In my RNA-seq analysis, I use hisat2 to map my clean RNA-seq reads to the genome. Then, I use FeatureCounts to get the read count matrix of 'gene' in my gff file. Then I perform DE analysis using deseq2.
I noticed that some people use stringtie to assemble the transcripts after hisat2, then perform DE analysis. I feel that:
1. If I skipped transcriptome assembly, what I am actually counting would be the abundance of the PE reads/fragments mapped to the 'gene' in the gff file.
2. If I perform transcriptome assembly, what I actually count would be the abundance of the assembled transcripts derived from the 'gene' in the gff file.
Well, it seems that what I've been doing is wrong... I feel that the abundance of the reads/fragments does not reveal the true level of gene expression since it's also dependent on gene length. For instance, if I have one gene with one exon that expressed once only. Assume the RNA-seq read length is 150bp
Case1: If the gene is 150bp, I would have one read/fragment mapped to it.
Case2: If the gene is 300bp, I would have two mapped to it
Read count would be two in case2 but actually it's only one transcript, just longer than that in the first case. If transcripts are assembled, the gene would be counted as one in both cases.
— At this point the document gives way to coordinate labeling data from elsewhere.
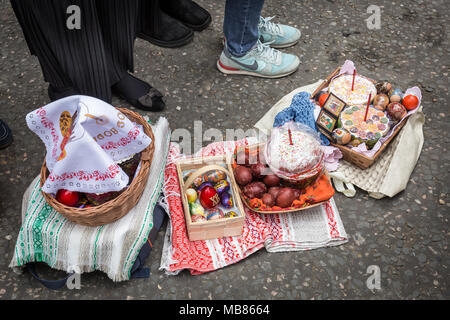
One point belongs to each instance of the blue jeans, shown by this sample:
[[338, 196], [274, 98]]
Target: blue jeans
[[240, 25]]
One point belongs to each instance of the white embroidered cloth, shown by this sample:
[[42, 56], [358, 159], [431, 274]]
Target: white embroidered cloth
[[85, 138]]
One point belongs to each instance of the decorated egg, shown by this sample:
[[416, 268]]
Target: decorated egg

But I do see a lot of ppl using the same pipeline as I do (Hisat2, FeatureCounts, Deseq2). I wonder if anyone could help clarify this?
If you are working with well-annotated model organism and you are not specially interested in new transcripts then no, not necessary, and I think even not recommended as you probably have a higher chance of getting false-positives than actual new and meaningful new transcripts.
Hi. But like I mentioned, If assembly is not done, the count number I get would be the abundance of reads mapped to the gene feature right? Then that would be length dependent since longer transcripts would simply have more reads regardless of expression level.